Difficulty: 🔶🔶🔶🔶⬜ Cost: 🔶🔶🔶🔶⬜ Adaptability: 🔶🔶🔶🔶🔶

*take note of previous sentence

6. Scripts and full development

If you're in this space you're likely the following: a tech company, a non-tech business with resources to build applications (a.k.a. tech company) or a business with legacy software and internal developer knowledge - a.k.a. an IT business (a.k.a. tech company). Jokes aside, with the options available at the price offered it doesn't make sense to consider this path - unless you're a tech company. For the developers amongst you, some notable frameworks include: Sikuli, PyAutoGUi or UI.Vision.

Difficulty: 🔶🔶🔶🔶🔶 Cost: 🔶🔶🔶🔶🔶 Adaptability: 🔶🔶🔶🔶🔶

"Business automation is one of the best ways to improve your customers’ experience, reduce costs, and boost your overall workflow." - Django Stars

Every business can have its own auto-pilot

Do you remember email distribution lists for internal comms? If you've used (or still use) these, then congratulations, you have used business automation. Rather than writing or pasting names to send a group email, a single, up-to-date group can be selected as a recipient. The world (mostly) has now moved beyond this to more advanced communication tools - the likes of Slack or Microsoft Teams. Email was a huge automation step from penning letters or using vacuum tubes to send communications. But where this gets more exciting is automatically generating these important communications from information captured previously rather than recreating it.

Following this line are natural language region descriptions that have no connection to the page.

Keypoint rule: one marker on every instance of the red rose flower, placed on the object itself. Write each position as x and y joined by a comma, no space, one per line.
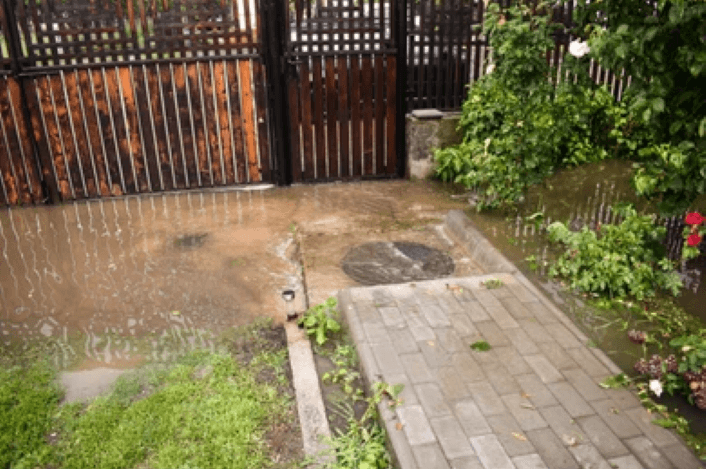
694,218
693,240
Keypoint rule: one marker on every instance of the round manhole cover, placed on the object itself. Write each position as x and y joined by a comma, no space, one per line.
397,262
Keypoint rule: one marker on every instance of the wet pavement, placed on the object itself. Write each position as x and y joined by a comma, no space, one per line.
113,282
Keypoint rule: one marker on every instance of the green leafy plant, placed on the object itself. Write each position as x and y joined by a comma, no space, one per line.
617,260
517,126
480,346
321,320
661,46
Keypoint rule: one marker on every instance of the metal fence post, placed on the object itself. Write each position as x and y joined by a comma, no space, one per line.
50,192
401,38
278,108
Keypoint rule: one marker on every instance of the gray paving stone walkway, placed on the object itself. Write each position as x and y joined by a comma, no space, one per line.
530,402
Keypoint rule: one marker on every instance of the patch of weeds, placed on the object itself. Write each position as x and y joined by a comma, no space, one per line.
29,400
321,320
493,283
206,410
480,346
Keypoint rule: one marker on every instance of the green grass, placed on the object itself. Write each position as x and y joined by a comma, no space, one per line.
206,411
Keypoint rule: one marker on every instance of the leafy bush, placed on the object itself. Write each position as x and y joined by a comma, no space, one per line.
615,260
517,127
661,45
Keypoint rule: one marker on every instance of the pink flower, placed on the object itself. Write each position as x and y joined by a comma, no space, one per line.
694,218
693,240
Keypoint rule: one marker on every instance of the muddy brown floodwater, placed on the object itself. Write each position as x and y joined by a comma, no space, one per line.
114,282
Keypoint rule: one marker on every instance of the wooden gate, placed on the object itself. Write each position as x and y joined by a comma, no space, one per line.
342,80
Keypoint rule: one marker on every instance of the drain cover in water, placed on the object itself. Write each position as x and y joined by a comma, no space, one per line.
399,262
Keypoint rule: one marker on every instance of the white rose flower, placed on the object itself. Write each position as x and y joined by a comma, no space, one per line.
656,387
578,49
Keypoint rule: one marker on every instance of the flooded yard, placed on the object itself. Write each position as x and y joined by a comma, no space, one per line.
113,282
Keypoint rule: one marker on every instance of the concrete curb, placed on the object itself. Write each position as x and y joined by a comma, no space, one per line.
491,260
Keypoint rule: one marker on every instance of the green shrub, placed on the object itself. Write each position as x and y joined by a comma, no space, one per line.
624,259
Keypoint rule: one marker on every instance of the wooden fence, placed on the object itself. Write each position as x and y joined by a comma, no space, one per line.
111,97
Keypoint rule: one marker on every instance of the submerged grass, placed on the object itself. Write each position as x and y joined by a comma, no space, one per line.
206,410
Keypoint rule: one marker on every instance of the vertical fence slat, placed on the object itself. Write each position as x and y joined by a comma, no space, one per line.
332,117
367,88
343,114
379,114
356,147
319,95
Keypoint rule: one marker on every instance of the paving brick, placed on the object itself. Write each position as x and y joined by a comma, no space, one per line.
416,368
391,317
648,454
435,316
376,332
535,331
403,341
485,297
501,317
521,341
425,295
510,435
415,425
540,311
469,462
467,368
501,379
434,354
508,356
566,428
658,435
407,395
492,333
450,304
588,457
432,400
550,448
682,457
526,415
539,394
488,400
584,384
430,457
521,292
625,462
502,292
543,368
387,359
589,363
491,453
475,311
572,401
515,307
602,437
557,356
624,398
529,461
470,418
562,335
463,326
448,339
453,441
451,383
381,297
618,421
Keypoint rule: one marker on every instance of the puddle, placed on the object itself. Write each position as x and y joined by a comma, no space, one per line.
108,283
585,196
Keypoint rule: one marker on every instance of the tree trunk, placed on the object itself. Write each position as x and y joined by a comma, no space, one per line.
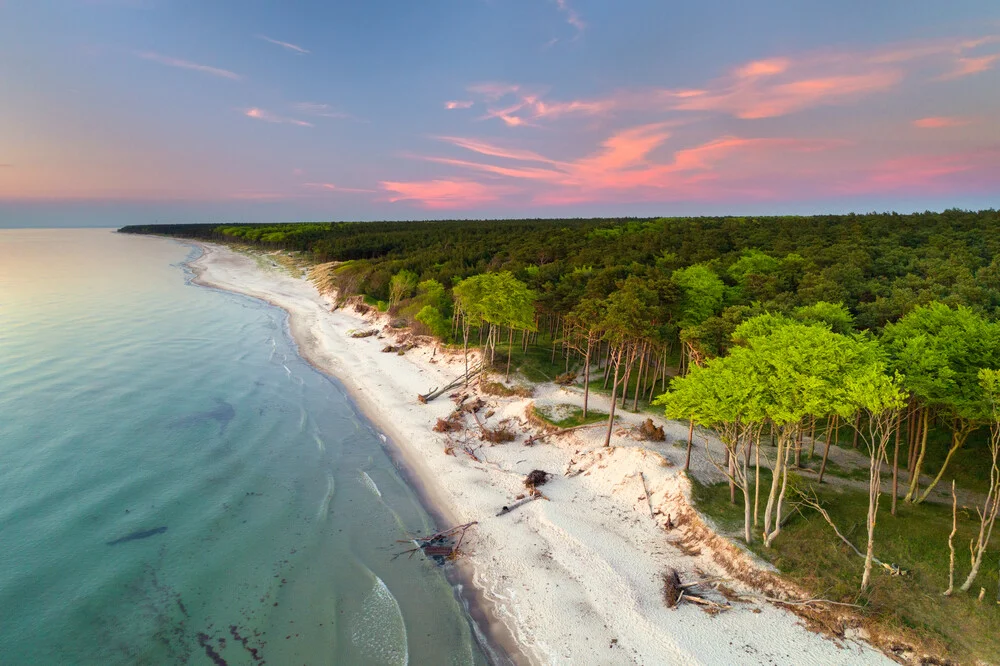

Businesses use a mix of different software applications, hardcopy documents, detailed emails or working meetings to get work done. This means lot of manual input and effort, particularly getting data from one place to another. Business automation allows these pieces to talk to one another. It is the auto-pilot for your business. Handling these repetitive or complex tasks whilst reducing human error means teams can focus on generating more value for the business.

What can be automated

If an activity has any hints of document management, is rule based, involves data transfer and transformation or is repeated for any organisational stakeholders (eg. employees, customer) it's a candidate for automation. Here's some typical tasks which can be done instantly, with zero errors for very little cost:

  • onboarding new clients or employees
  • generating business reports
  • generating new leads
  • technical and design approvals
  • multi-team development workflows
  • managing marketing campaigns
  • visualising company data (analytics and graphs)
  • new project establishment
  • invoicing and accounts receivable fulfillment
  • customer support and processing feedback
  • creating sales proposals
  • copying and pasting data between tools
  • moving documents between apps or folders
  • sending and collecting documents for signing, and
  • the list goes on...

As has been proven by the airline industry and Big Tech, the customer is also willing (in some cases more satisfied) to complete parts of the workflow themselves. Opportunities are endless but it's better to start now than be forced to start by your competitors.